Warna gudeg dihasilkan terutama oleh bumbu rempah-rempah yang digunakan. Rempah-rempah
ini juga memberikan cita rasa utama rasa gudeg, karena daging mentah nangka muda sebenarnya
tidak memiliki rasa khusus. Gudeg hadir dalam berbagai warna, mulai dari hampir putih atau
krem muda hingga merah tua atau coklat. Variasi warna hidangan hidangan ini menjadi julukan
jenis gudeg tersebut, gudeg putih dan gudeg merah. Variasi gudeg putih disiapkan dengan
rempah-rempah yang tidak terlalu mengubah warna produk
asli: lumbang, ketumbar, lengkuas, jahe, bawang merah, bawang putih, lada hitam. Pada gudeg
merah, rempah-rempah dan bumbu lain ditambahkan selain bumbu diatas, yang memberi warna
lebih gelap pada bubur nangka yang dihasilkan. Pewarna merah biasanya dari
daun jati dan Moringa oleifera, biasanya juga ditambahkan terasi, yang memberi nuansa warna
merah-kecoklatan. Selain itu, di Indonesia modern, teh celup terkadang dimasukkan ke dalam
hidangan selama proses perebusan untuk memberikan warna gelap dan rasa asam yang lebih
pekat pada gudeg. Teh ini kemudian diangkat sesudah hidangan matang. Dalam semua jenis
gudeg—baik gudeg kering dan basah, atau gudeg merah dan putih—biasanya ditambahkan gula
aren, sebagai pemanis. Rasa manis inilah yang menjadi cita rasa khas gudeg.
Penyajian
Jika disajikan sendiri, gudeg dapat dianggap sebagai makanan vegetarian, karena hanya terdiri
dari nangka mentah dan santan. Namun, gudeg biasanya disajikan dengan telur atau daging
ayam. Gudeg sering kali disajikan dengan nasi putih dan ayam, baik opor ayam atau ayam
goreng, telur pindang, opor telur atau telur rebus biasa, tahu dan/atau tempe, serta sambel goreng
krecek (rebusan yang terbuat dari kulit sapi renyah).

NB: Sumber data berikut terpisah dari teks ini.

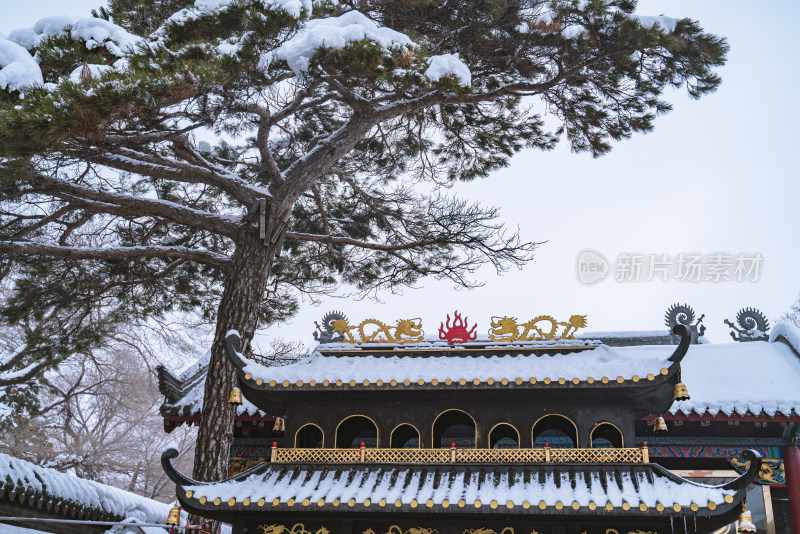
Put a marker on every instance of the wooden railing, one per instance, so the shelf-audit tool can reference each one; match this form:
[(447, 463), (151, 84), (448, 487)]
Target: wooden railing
[(459, 456)]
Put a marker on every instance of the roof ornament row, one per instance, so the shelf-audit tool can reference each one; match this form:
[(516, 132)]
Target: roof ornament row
[(336, 328), (751, 324)]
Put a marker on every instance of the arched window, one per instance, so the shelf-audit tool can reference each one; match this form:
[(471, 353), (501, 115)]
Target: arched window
[(503, 436), (404, 436), (454, 426), (558, 430), (309, 436), (354, 430), (605, 436)]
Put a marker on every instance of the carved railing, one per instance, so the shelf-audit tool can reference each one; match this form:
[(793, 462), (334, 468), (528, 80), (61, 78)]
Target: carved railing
[(459, 456)]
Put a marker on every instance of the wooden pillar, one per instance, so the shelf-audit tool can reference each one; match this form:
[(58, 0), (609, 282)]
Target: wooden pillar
[(791, 463)]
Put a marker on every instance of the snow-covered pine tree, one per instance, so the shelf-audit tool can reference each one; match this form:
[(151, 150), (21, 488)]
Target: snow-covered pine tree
[(332, 123)]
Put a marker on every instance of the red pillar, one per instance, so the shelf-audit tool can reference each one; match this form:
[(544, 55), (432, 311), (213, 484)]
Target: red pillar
[(791, 463)]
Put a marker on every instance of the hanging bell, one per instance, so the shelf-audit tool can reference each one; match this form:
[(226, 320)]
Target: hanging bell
[(661, 425), (279, 425), (745, 521), (174, 517), (680, 392), (236, 397)]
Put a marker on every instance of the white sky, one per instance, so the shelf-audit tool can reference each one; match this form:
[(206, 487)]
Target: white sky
[(716, 175)]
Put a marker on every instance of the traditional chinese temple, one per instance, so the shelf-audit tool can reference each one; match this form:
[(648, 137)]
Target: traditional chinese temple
[(533, 428)]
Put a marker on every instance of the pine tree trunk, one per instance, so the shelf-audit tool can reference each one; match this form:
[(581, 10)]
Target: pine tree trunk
[(238, 309)]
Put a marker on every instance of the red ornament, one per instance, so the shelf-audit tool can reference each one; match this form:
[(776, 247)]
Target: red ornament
[(458, 332)]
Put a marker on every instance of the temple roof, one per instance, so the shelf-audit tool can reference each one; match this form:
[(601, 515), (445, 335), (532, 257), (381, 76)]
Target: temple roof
[(526, 489), (501, 365), (710, 371)]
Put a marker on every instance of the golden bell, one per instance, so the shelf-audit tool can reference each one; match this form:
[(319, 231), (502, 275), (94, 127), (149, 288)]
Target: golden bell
[(680, 392), (174, 517), (746, 522), (278, 426), (661, 425)]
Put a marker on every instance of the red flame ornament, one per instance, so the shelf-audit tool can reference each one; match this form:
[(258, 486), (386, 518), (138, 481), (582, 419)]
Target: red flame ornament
[(458, 332)]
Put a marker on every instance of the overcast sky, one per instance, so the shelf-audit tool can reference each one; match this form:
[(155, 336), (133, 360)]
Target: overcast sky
[(717, 176)]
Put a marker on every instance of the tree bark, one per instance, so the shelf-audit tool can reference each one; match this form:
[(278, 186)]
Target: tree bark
[(238, 309)]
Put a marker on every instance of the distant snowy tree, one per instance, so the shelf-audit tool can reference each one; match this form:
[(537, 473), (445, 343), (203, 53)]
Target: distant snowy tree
[(792, 315), (100, 420), (334, 124)]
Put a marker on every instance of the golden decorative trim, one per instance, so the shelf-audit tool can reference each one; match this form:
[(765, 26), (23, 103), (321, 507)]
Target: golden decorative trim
[(395, 529), (464, 456), (298, 528), (485, 530)]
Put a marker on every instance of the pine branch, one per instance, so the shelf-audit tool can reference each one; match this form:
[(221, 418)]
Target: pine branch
[(140, 206), (201, 172), (27, 248)]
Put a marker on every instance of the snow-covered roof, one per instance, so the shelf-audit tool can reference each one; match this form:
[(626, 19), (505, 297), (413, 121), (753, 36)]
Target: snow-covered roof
[(754, 377), (74, 496), (457, 489), (720, 377), (183, 393), (509, 366)]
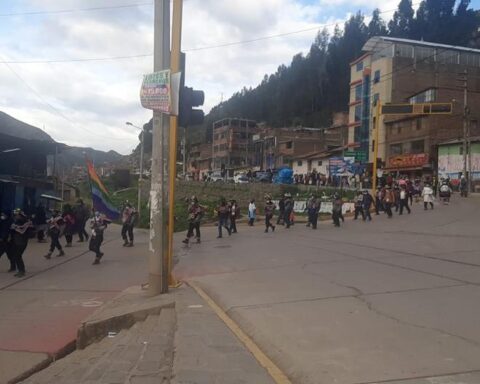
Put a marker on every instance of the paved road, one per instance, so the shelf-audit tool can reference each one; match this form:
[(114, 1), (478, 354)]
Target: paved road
[(40, 314), (384, 301)]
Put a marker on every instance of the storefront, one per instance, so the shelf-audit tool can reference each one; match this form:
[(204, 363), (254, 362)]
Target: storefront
[(416, 165)]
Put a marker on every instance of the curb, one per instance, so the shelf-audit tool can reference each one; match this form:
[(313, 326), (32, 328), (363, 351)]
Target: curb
[(123, 318)]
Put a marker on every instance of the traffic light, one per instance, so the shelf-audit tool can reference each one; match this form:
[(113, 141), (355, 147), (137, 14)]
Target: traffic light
[(190, 98)]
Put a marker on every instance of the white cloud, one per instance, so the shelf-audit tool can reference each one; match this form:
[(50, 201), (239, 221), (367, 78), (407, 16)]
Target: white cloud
[(99, 97)]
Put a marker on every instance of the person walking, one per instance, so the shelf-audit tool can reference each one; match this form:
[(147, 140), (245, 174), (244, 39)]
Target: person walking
[(40, 222), (281, 211), (19, 235), (359, 206), (379, 200), (69, 220), (195, 214), (427, 194), (367, 205), (82, 214), (98, 224), (269, 212), (389, 201), (223, 213), (129, 215), (403, 200), (337, 209), (313, 210), (463, 186), (56, 225), (5, 226), (252, 213), (308, 207), (289, 203), (234, 214)]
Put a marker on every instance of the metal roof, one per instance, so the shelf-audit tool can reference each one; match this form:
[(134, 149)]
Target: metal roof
[(371, 44)]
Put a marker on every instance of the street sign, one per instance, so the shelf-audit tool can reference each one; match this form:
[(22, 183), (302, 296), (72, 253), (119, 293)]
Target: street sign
[(360, 156), (418, 109), (159, 91)]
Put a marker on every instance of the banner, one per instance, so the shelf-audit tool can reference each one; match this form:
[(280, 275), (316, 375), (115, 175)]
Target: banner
[(160, 92), (407, 161)]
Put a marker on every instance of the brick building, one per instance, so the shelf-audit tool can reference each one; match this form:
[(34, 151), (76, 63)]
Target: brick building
[(406, 71), (232, 146)]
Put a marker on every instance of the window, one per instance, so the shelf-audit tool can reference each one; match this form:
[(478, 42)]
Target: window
[(418, 124), (358, 112), (427, 96), (417, 146), (396, 149), (358, 92)]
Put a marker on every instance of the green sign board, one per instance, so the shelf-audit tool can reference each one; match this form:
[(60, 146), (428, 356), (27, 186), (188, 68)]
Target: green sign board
[(360, 156)]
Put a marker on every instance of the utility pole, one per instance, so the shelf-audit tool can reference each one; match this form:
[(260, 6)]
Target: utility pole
[(465, 127), (140, 176), (158, 250), (175, 68), (184, 149)]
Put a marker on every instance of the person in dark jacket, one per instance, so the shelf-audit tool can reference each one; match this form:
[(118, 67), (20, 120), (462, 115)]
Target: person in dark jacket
[(56, 226), (403, 199), (98, 224), (289, 203), (5, 226), (19, 234), (281, 211), (69, 220), (195, 214), (129, 215), (223, 213), (234, 215), (337, 209), (40, 222), (367, 205), (359, 206), (313, 210), (269, 212), (82, 213)]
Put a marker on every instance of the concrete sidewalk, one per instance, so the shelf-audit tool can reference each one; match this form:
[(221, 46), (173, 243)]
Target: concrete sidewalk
[(185, 343)]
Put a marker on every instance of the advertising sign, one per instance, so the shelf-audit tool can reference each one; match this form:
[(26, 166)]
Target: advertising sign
[(344, 166), (159, 92), (408, 161)]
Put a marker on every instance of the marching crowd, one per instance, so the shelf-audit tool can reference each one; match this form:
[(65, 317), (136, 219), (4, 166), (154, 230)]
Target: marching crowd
[(18, 229), (392, 195)]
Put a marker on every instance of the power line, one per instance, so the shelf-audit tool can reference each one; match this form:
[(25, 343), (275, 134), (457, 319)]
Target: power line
[(194, 49), (54, 109), (33, 13)]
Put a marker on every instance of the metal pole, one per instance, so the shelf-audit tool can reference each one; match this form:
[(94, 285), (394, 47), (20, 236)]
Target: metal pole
[(140, 177), (465, 100), (158, 281), (184, 148), (174, 67), (375, 148)]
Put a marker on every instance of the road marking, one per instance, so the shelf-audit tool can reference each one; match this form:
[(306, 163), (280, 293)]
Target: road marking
[(277, 375)]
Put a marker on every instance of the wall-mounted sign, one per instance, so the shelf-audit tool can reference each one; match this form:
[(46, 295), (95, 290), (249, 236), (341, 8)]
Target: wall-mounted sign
[(407, 161)]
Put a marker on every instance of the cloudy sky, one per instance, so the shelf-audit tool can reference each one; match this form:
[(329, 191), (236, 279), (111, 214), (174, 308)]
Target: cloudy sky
[(45, 81)]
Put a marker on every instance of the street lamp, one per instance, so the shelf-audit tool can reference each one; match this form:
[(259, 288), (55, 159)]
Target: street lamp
[(10, 150), (140, 176)]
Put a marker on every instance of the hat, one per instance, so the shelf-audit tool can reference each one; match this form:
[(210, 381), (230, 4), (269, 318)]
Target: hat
[(18, 211)]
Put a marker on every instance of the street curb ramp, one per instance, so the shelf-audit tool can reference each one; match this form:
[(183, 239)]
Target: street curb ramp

Gudeg dapat dikemas ke dalam besek (kotak yang terbuat dari bambu) atau kendil (guci tanah
liat), atau kalengan. Gudeg kalengan bisa bertahan hingga satu tahun, meski rasanya tidak
sebagus yang baru dimasak.
Warung dan restoran yang menyajikan gudeg dapat ditemukan di seluruh kota di Indonesia,
seperti Jabodetabek. Gudeg adalah hidangan populer di restoran Jawa, dan dapat ditemukan di
negara tetangga, seperti Singapura.
Varian
Ada beberapa jenis gudeg; kering, basah, gaya Yogyakarta, gaya Solo dan gaya Jawa Timur.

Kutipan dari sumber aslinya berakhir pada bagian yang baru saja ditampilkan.